Because cardiac pathologies typically develop over days to weeks, is not possible to study the entire process under terminal anaesthesia in mice.
Adults will typically be used as this is the life stage at which the cardiovascular diseases we are studying usually occur in humans.
How will you refine the procedures you're using to minimise the welfare costs (harms) for the animals?
Surgical procedures will be performed under general anaesthesia. Animals will be recovered in a warmed chamber following longer procedures. Analgesia will be administered routinely to avoid pain developing.
We have taken the opportunity to develop a number of refinements over the last five years during the course of our previous project licence.
We have reduced the duration of surgery for coronary artery ligation from 1.5 hours at the beginning of our experience to 35-45 minutes currently. This allows more rapid recovery from anaesthesia.
We have optimised the site of the thoracotomy depending on how proximally the coronary artery is ligated and the size of the infarct required to address scientific objectives. We access the thoracic cavity between 2nd and 3rd ribs for larger infarcts and between 3rd and 4th ribs for smaller infarcts.

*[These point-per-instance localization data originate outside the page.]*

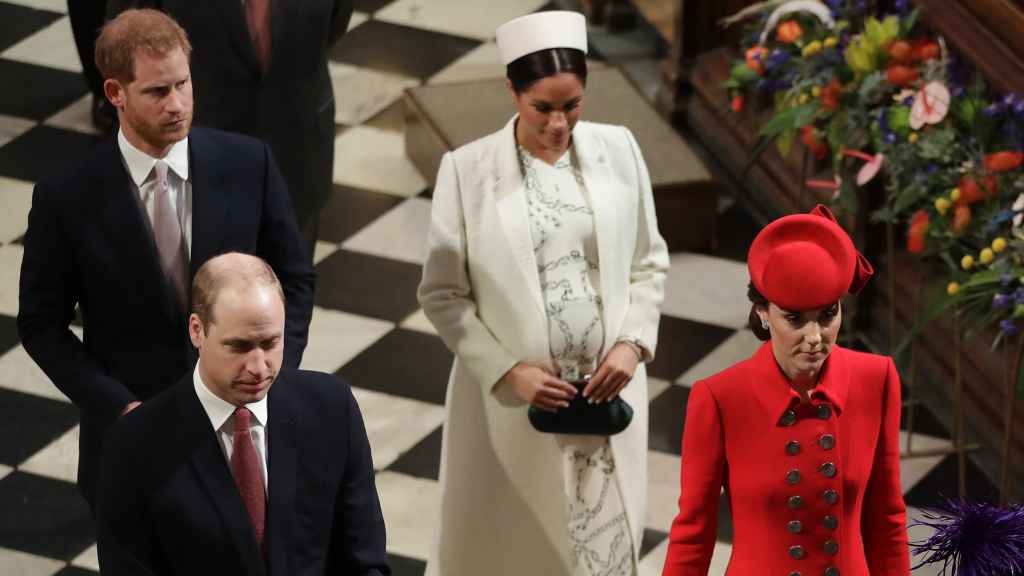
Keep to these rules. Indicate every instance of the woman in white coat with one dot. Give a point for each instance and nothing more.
(545, 266)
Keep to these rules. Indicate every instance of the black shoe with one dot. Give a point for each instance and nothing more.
(103, 115)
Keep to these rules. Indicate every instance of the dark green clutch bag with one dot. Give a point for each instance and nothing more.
(579, 417)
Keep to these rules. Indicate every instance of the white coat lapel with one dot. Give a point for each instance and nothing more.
(510, 197)
(594, 164)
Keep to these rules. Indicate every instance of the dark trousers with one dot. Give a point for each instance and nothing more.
(87, 16)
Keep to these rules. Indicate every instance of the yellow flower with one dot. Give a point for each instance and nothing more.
(812, 48)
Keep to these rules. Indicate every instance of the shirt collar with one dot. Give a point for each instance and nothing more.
(218, 410)
(140, 164)
(774, 392)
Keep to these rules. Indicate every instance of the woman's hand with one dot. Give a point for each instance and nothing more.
(539, 387)
(612, 374)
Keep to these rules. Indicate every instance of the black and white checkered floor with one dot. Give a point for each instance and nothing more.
(367, 325)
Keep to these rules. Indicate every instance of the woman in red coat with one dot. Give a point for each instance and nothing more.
(804, 436)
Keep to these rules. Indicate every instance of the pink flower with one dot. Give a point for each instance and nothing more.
(930, 106)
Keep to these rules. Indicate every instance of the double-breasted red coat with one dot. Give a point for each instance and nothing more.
(813, 487)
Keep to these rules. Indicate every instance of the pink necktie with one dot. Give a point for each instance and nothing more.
(167, 233)
(258, 18)
(246, 467)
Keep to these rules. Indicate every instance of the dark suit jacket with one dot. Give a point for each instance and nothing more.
(89, 244)
(168, 503)
(291, 107)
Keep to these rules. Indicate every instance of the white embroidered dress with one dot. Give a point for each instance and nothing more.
(562, 232)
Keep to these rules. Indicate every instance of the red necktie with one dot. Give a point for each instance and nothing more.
(258, 18)
(248, 477)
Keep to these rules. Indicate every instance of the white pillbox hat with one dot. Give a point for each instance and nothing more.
(540, 31)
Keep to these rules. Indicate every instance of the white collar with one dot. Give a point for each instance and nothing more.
(140, 164)
(218, 410)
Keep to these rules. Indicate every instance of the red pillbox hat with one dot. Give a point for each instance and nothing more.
(805, 261)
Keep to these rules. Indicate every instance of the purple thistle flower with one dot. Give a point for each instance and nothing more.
(1009, 328)
(973, 539)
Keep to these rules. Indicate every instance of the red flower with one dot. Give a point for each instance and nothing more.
(788, 32)
(974, 191)
(810, 138)
(1004, 161)
(755, 58)
(916, 234)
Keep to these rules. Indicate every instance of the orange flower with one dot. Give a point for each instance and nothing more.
(788, 32)
(900, 51)
(962, 217)
(810, 138)
(830, 94)
(916, 234)
(1004, 161)
(900, 75)
(972, 191)
(755, 58)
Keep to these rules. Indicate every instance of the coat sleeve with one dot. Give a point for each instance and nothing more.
(357, 537)
(650, 261)
(691, 539)
(444, 291)
(282, 247)
(884, 521)
(48, 292)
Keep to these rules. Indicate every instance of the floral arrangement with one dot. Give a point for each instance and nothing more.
(883, 104)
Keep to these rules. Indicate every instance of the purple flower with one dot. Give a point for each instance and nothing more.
(1010, 329)
(973, 539)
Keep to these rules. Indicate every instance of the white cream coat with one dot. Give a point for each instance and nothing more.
(503, 503)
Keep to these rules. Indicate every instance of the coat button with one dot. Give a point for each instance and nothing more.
(788, 418)
(824, 412)
(830, 522)
(828, 469)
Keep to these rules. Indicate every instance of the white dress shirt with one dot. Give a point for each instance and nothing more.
(140, 165)
(221, 417)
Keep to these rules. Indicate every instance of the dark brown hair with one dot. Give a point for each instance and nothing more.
(526, 71)
(147, 30)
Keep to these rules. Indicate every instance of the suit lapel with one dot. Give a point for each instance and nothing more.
(211, 466)
(510, 197)
(209, 204)
(120, 210)
(281, 468)
(597, 176)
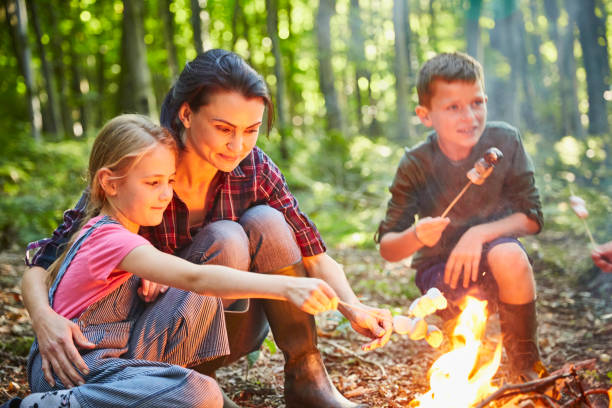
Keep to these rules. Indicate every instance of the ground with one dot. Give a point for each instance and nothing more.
(574, 306)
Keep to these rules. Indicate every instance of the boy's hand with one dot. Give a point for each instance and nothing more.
(602, 257)
(465, 258)
(429, 230)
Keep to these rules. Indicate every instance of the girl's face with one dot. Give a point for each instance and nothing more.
(141, 197)
(224, 131)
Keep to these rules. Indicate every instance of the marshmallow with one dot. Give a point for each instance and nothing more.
(434, 336)
(415, 327)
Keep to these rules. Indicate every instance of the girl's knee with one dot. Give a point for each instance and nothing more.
(205, 392)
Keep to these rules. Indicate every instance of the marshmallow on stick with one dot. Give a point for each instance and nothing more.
(414, 327)
(428, 303)
(479, 173)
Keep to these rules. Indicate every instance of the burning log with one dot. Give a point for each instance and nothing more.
(565, 379)
(478, 174)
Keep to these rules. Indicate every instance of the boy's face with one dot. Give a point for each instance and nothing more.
(458, 113)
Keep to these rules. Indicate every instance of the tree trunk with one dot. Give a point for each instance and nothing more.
(569, 116)
(279, 72)
(594, 44)
(333, 113)
(136, 90)
(51, 118)
(236, 17)
(167, 17)
(509, 38)
(25, 56)
(401, 70)
(81, 125)
(472, 29)
(200, 39)
(60, 73)
(431, 29)
(356, 52)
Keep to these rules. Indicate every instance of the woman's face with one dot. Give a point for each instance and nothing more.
(224, 131)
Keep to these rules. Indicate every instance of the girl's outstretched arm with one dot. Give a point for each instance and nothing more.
(310, 295)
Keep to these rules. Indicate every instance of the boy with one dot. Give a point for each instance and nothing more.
(474, 250)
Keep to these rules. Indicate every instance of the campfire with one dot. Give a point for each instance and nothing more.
(462, 377)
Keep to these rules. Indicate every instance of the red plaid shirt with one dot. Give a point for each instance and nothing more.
(255, 181)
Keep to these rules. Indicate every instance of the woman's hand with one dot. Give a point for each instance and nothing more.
(465, 258)
(371, 322)
(311, 295)
(58, 339)
(148, 290)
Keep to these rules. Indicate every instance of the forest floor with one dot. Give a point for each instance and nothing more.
(575, 324)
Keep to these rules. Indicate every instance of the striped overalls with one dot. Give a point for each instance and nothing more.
(142, 349)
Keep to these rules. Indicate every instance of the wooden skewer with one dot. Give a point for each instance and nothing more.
(362, 309)
(589, 233)
(452, 204)
(586, 226)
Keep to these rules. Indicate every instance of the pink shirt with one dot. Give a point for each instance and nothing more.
(93, 272)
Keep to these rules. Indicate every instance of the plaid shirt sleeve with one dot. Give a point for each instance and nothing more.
(272, 184)
(48, 249)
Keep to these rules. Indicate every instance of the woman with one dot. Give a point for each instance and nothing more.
(231, 207)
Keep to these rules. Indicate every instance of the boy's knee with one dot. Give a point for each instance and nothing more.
(509, 260)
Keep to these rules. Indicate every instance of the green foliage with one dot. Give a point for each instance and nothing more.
(18, 345)
(38, 182)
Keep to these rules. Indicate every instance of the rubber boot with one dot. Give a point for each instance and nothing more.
(307, 384)
(519, 333)
(246, 332)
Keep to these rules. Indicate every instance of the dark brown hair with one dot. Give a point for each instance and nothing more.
(449, 67)
(212, 71)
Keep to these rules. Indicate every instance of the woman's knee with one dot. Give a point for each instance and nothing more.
(220, 243)
(272, 241)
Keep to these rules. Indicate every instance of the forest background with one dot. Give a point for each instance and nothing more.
(342, 74)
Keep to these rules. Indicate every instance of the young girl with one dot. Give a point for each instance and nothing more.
(137, 358)
(231, 207)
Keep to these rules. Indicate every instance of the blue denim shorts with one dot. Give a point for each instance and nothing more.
(485, 288)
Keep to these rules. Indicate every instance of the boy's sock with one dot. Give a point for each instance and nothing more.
(51, 399)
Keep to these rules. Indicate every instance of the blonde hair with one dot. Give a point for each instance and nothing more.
(119, 145)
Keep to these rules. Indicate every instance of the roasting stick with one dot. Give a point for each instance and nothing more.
(361, 309)
(589, 233)
(579, 207)
(477, 175)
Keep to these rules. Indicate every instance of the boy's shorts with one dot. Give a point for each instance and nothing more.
(485, 288)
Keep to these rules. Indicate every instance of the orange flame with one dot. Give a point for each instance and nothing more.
(455, 378)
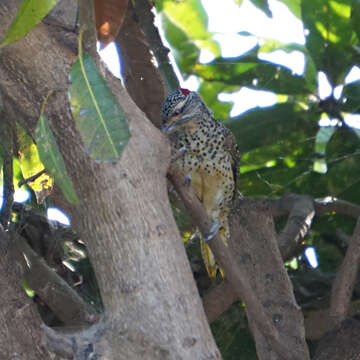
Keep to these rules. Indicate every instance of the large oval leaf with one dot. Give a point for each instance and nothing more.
(31, 165)
(52, 159)
(30, 13)
(98, 116)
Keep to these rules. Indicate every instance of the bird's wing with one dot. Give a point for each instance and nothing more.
(231, 146)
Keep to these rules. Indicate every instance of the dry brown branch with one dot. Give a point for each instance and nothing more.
(301, 213)
(64, 301)
(141, 77)
(240, 284)
(345, 279)
(341, 207)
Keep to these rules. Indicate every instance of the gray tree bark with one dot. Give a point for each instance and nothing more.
(152, 306)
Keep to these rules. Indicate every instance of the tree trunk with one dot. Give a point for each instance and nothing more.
(152, 306)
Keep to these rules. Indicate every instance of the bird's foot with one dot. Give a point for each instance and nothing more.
(179, 153)
(213, 230)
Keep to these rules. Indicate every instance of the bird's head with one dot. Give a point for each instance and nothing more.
(179, 108)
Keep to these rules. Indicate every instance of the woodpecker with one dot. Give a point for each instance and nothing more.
(210, 160)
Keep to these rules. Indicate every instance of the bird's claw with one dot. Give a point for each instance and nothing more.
(213, 230)
(187, 180)
(179, 153)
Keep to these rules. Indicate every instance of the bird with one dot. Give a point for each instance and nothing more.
(209, 158)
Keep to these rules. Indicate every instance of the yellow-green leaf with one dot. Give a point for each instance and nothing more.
(30, 13)
(52, 159)
(98, 116)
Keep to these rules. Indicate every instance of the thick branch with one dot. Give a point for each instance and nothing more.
(345, 279)
(341, 207)
(146, 21)
(222, 253)
(51, 288)
(219, 300)
(302, 211)
(141, 77)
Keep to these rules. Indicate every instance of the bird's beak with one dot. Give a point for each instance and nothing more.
(168, 128)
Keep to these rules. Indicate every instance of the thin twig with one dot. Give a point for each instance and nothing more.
(55, 292)
(8, 184)
(345, 279)
(241, 285)
(31, 178)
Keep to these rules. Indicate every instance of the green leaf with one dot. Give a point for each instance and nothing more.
(30, 13)
(351, 97)
(355, 17)
(185, 26)
(52, 159)
(265, 126)
(331, 36)
(310, 72)
(323, 136)
(254, 73)
(209, 91)
(185, 51)
(294, 6)
(98, 116)
(31, 164)
(263, 5)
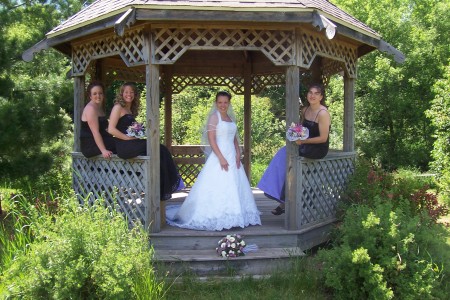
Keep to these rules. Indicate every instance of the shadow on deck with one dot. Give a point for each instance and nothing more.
(179, 250)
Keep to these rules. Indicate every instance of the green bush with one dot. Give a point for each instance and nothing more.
(81, 253)
(379, 255)
(382, 248)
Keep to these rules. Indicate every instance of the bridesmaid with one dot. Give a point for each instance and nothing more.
(316, 118)
(123, 114)
(94, 138)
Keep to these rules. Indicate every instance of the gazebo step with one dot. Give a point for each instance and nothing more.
(209, 241)
(208, 263)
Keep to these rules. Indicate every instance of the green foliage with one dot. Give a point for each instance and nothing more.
(439, 114)
(34, 97)
(391, 99)
(80, 252)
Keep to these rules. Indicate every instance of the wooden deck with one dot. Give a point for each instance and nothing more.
(181, 250)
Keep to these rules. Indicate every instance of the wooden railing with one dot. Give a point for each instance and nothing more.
(319, 186)
(122, 183)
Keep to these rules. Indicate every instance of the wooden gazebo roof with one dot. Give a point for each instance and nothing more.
(104, 14)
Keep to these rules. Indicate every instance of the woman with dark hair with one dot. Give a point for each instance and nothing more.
(94, 138)
(316, 118)
(221, 197)
(122, 116)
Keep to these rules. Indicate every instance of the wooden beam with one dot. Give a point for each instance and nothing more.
(221, 16)
(152, 117)
(316, 70)
(168, 109)
(127, 19)
(349, 114)
(78, 105)
(292, 110)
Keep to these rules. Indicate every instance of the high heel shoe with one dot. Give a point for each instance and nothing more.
(278, 211)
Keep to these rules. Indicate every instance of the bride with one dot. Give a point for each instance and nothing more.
(221, 197)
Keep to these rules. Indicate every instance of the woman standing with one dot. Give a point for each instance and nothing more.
(122, 116)
(316, 118)
(221, 197)
(94, 138)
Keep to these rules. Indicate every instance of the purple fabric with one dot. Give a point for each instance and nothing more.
(274, 177)
(181, 185)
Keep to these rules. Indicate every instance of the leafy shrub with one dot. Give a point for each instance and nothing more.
(382, 247)
(379, 255)
(81, 253)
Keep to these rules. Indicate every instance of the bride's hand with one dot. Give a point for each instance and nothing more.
(224, 164)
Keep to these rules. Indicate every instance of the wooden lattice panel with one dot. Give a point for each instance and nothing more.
(320, 184)
(329, 68)
(260, 82)
(130, 47)
(121, 183)
(171, 43)
(179, 83)
(123, 74)
(312, 44)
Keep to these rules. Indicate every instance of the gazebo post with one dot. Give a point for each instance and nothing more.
(152, 113)
(168, 109)
(247, 116)
(78, 91)
(349, 114)
(292, 109)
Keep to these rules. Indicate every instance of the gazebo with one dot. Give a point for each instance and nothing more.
(243, 45)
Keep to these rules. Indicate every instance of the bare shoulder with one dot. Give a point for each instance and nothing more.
(89, 112)
(324, 113)
(213, 119)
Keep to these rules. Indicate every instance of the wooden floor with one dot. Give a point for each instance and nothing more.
(181, 250)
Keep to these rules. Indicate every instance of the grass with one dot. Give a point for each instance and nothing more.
(301, 281)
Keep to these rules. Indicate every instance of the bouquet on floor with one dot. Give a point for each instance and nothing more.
(297, 132)
(136, 130)
(231, 246)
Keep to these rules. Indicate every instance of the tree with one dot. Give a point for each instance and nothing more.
(392, 99)
(35, 96)
(439, 114)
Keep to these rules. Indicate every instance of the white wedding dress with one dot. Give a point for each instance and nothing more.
(219, 199)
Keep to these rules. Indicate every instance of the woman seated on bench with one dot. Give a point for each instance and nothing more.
(122, 116)
(316, 118)
(94, 138)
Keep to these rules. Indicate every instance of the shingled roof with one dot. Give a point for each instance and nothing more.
(103, 9)
(105, 14)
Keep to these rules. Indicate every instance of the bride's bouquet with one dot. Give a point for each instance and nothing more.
(136, 130)
(297, 132)
(231, 246)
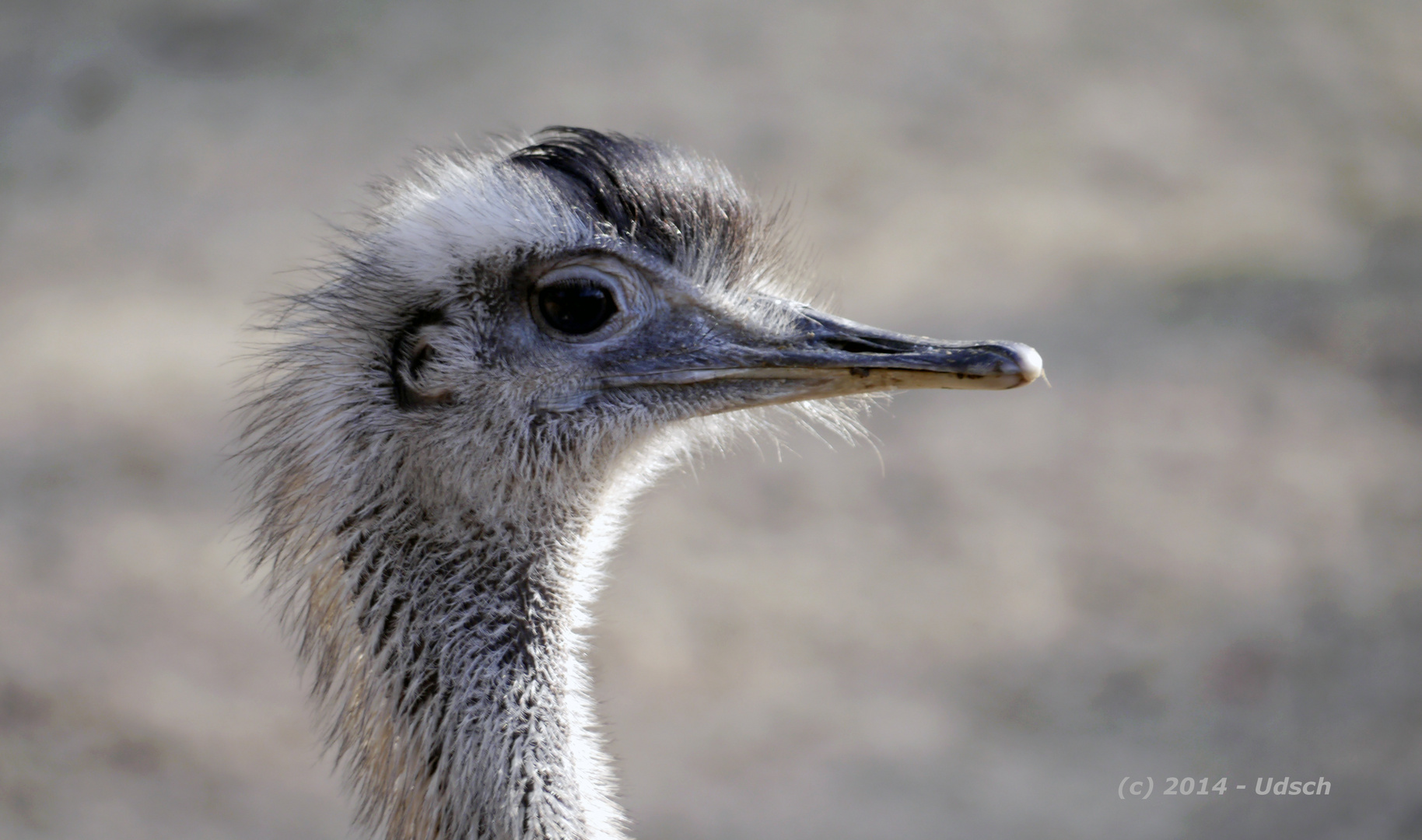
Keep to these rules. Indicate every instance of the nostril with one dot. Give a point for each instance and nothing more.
(869, 345)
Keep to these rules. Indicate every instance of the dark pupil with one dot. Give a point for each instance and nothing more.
(576, 309)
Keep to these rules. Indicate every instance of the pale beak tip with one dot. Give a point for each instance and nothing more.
(1028, 362)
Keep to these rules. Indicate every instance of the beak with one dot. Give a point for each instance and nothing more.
(824, 355)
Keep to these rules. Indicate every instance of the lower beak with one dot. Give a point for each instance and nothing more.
(831, 357)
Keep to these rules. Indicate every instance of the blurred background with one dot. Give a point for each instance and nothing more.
(1198, 553)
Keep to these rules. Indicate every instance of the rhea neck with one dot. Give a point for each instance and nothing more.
(467, 707)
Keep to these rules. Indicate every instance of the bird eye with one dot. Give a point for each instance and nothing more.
(576, 307)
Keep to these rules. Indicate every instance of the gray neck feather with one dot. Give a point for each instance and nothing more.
(447, 657)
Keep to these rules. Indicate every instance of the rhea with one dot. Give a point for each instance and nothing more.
(444, 438)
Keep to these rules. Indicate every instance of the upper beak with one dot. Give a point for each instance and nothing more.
(824, 355)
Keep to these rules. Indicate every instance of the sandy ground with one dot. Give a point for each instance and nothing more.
(1198, 555)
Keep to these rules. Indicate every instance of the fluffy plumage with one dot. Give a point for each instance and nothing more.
(440, 453)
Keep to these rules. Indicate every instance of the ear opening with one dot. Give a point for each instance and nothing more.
(412, 354)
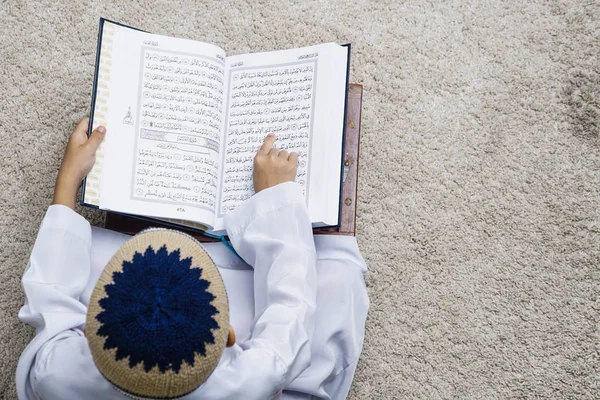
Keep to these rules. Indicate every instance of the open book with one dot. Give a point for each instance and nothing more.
(184, 122)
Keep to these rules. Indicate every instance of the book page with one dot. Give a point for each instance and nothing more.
(299, 95)
(164, 126)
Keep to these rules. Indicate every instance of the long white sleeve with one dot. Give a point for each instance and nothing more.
(57, 273)
(273, 234)
(271, 231)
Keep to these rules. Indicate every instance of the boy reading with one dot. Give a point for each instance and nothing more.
(152, 316)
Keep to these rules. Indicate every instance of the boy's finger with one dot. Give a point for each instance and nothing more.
(268, 144)
(96, 138)
(79, 134)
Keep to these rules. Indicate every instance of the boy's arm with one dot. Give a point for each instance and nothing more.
(273, 233)
(57, 273)
(59, 266)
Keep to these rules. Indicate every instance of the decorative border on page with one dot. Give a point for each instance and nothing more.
(183, 222)
(92, 187)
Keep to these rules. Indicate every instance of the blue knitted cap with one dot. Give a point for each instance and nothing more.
(158, 318)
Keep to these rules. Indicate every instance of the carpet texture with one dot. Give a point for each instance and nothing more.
(479, 212)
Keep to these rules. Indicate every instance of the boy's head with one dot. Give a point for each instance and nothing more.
(158, 319)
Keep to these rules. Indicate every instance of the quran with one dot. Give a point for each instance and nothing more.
(184, 121)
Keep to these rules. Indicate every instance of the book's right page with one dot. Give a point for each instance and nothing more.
(299, 95)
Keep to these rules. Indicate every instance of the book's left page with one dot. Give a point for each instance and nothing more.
(160, 99)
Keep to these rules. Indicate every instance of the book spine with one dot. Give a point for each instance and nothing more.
(92, 190)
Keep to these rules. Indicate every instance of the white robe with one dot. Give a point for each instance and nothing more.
(298, 308)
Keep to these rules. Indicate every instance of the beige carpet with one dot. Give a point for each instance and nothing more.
(479, 211)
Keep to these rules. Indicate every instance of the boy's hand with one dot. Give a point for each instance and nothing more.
(78, 161)
(272, 167)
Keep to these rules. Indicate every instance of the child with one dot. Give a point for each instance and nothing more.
(301, 338)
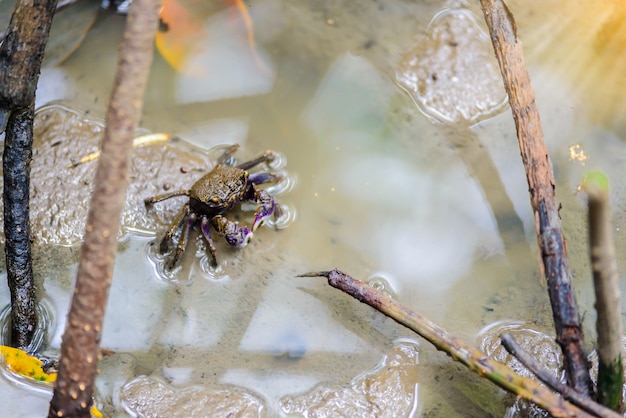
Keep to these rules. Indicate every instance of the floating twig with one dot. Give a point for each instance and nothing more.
(474, 359)
(606, 284)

For transverse aortic constriction, we have reduced the duration of surgery to 25-40 minutes. We routinely employ endotracheal intubation which has been reported to improve survival. In our hands mortality in mice undergoing transverse aortic constriction with endotracheal intubation was 11.6% (compared to 20-25% in the published literature). We restrict transverse aortic constriction surgery to mice weighing 23g or more to reduce the risk of surgical mortality.
What published best practice guidance will you follow to ensure experiments are conducted in the most refined way?
We will use the following resources in planning and conducting experiments:
- ARRIVE Guidelines 2.0
- PREPARE Guidelines
- NC3Rs guidance on blood sampling in mice
- NC3Rs guidance on microsampling, including the microsampling decision aid
- NC3Rs Mouse Grimace Scale
- NC3Rs guidance on anaesthesia
- NC3Rs Guidance on analgesia
- NC3Rs Guidance on handling and restraint
- LASA Guiding Principles for Preparing for and Undertaking Aseptic Surgery
- EFPIA/ECVAM good practice guide to the administration of substances and removal of blood, including routes and volumes
How will you stay informed about advances in the 3Rs, and implement these advances effectively, during the project?
Our group will stay informed through the NC3Rs website. Relevant information, including the NC3Rs newsletter, is circulated within our institution by email to all personal and project licence holders.
We will attend local events organised by our Animal Welfare and Ethical Review Committee and information sessions on NC3Rs funding streams organised by our institution's Research & Innovation Service.
We will share best practice within our institution and have well developed interdisciplinary networks to facilitate this. We will hold regular local user-group meetings for project licence holders at which the group will receive updates on any changes to best practice or requirements.
A retrospective assessment of refinement will be due by 24 November 2027
The PPL holder will be required to disclose:
- With the knowledge you have now, could the choice of animals or model(s) used be improved for future work of this kind? During the project, how did you minimise harm to the animals?